I blessed him for his help and gave him a big hug, putting some feeling into it. He returned it, then held me at arms’ length and looked in my eyes. ‘So,’ he said approvingly, ‘the Pilgrim Ghost.’

‘Hey, I’m no ghost yet,’ I objected, slightly unnerved. But I’d misunderstood.

‘No, no,’ John laughed. ‘Goest. Go-est. Like, “The pilgrim goest forth, the journey his prayer.”’

‘More like it,’ I said, relieved.

‘Well, give my best to the dragons and wizards, and pledge my honor to the maidens fair. And the pages, if you see any cute ones. And George, seriously: fare well.’

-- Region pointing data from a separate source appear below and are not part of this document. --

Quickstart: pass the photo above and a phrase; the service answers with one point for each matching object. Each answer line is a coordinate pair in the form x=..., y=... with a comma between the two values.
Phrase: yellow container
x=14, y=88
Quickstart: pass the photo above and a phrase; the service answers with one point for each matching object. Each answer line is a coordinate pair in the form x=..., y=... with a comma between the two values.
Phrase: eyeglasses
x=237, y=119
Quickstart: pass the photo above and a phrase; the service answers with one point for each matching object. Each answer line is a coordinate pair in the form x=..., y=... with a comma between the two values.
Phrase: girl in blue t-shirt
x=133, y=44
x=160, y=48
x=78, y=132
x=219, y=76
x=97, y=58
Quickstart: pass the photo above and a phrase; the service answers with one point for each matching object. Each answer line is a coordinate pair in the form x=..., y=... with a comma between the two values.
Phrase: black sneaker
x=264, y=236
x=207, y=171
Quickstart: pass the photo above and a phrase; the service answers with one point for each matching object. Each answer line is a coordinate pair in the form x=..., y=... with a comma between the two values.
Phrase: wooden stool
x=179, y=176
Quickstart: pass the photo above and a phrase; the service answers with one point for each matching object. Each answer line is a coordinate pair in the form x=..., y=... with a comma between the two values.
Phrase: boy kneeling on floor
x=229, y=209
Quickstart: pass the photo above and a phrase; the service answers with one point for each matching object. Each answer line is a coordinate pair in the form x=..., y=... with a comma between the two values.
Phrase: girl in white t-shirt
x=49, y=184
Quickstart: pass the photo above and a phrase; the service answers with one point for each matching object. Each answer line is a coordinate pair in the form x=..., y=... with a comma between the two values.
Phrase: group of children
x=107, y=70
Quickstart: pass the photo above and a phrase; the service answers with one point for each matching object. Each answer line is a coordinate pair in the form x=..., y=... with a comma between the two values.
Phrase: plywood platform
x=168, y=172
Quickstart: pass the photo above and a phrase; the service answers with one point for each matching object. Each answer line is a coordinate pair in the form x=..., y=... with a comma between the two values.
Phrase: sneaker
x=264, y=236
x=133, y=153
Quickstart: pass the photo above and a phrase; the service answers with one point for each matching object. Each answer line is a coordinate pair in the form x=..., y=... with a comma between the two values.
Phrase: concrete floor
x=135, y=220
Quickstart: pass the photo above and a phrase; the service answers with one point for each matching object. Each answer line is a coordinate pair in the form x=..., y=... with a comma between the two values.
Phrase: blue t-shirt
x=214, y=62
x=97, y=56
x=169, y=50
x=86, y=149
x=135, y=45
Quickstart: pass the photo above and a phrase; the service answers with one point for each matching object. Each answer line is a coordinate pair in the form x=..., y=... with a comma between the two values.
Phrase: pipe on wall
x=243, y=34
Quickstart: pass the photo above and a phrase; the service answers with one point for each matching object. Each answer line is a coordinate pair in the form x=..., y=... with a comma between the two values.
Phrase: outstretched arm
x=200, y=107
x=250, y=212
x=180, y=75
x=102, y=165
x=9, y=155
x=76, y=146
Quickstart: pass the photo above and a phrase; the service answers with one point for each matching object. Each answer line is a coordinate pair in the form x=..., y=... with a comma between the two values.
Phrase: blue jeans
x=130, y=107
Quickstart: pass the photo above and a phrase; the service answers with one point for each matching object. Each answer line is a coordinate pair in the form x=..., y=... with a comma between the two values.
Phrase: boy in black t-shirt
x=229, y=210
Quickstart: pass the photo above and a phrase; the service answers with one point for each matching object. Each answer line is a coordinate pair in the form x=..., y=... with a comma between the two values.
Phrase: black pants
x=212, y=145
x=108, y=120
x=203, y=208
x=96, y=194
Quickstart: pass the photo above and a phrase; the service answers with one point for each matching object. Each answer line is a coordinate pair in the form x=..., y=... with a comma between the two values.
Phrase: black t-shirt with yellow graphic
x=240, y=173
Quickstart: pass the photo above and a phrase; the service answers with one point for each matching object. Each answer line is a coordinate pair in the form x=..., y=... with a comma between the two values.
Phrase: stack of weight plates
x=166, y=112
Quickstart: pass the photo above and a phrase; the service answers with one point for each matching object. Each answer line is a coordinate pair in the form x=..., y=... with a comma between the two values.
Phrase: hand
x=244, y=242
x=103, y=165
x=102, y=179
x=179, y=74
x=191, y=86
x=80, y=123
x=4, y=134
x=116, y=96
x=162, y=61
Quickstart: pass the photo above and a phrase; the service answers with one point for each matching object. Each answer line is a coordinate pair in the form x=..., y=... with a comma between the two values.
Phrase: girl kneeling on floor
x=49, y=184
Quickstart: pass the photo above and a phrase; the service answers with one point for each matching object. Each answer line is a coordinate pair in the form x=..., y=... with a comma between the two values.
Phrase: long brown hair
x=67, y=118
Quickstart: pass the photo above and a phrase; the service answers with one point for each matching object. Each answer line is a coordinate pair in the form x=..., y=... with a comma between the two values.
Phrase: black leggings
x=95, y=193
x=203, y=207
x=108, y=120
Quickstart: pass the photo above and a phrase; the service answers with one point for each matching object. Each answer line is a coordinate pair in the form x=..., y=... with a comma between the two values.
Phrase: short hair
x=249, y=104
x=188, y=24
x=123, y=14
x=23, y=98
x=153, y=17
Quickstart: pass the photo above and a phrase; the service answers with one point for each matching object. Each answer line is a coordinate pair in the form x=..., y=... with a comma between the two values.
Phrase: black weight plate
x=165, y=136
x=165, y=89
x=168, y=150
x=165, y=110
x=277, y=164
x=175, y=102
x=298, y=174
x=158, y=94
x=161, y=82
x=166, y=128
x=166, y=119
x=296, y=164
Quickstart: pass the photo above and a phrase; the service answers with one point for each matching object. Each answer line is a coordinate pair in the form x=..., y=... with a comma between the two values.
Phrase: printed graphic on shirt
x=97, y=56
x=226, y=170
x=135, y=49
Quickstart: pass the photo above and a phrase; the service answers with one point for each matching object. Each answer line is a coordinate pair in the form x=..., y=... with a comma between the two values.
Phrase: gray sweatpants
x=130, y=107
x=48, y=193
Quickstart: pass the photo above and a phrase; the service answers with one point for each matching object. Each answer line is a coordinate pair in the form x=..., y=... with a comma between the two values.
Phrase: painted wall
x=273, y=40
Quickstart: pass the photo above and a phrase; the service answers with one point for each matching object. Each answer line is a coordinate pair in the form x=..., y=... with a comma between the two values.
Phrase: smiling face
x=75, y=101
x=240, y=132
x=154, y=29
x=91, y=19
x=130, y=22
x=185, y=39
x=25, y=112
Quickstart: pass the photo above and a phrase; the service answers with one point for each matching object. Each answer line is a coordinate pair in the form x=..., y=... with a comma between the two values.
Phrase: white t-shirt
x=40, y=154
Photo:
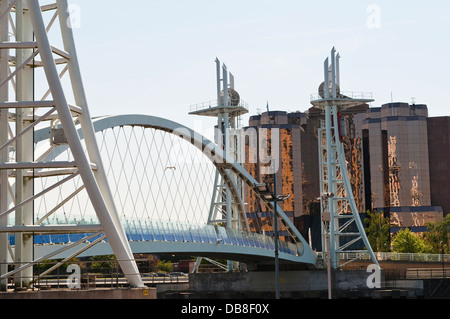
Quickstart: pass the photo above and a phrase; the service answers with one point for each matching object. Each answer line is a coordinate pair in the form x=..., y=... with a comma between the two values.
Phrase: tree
x=378, y=231
x=438, y=236
x=407, y=242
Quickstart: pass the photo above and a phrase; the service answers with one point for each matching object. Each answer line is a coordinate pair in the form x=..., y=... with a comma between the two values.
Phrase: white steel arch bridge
x=161, y=175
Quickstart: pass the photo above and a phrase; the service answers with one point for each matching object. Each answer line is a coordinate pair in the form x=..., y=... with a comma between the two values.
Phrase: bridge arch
x=217, y=156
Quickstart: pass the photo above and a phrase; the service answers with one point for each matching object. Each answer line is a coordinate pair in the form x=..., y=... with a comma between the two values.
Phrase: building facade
x=398, y=159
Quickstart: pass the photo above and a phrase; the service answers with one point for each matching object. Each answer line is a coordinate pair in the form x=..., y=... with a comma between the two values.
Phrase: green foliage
x=378, y=231
x=438, y=236
x=407, y=242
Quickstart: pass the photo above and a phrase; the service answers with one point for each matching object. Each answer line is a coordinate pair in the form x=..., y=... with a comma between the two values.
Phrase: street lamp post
x=265, y=193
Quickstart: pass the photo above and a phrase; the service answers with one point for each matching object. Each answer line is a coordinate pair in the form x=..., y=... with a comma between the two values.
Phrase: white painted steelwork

The stars were fading in the dawnlight as I left, forged papers under one arm and a 1000-hit bottle of bennies tucked inside my jacket. The Caddy was waiting where I’d left it, pure white and heavily chromed, blast-off styling and power everything, a cross between a rocketship and Leviathan, an excessive manifestation of garish excellence, a twisted notion of the American dreamboat.

I slipped inside and turned it over. While it warmed up I put the papers in the glovebox and clipped the registration back on the visor. I lined up three bennies on my tongue like miniature communion wafers, swallowed, and stashed the bottle under the seat. I sat there tapping the gas, wondering if I was forgetting anything. But I’d reached that point where anything I was forgetting was forgotten. The clutch plate kissed the power and I came down on the juice. By the time I hit the end of the block I was long gone.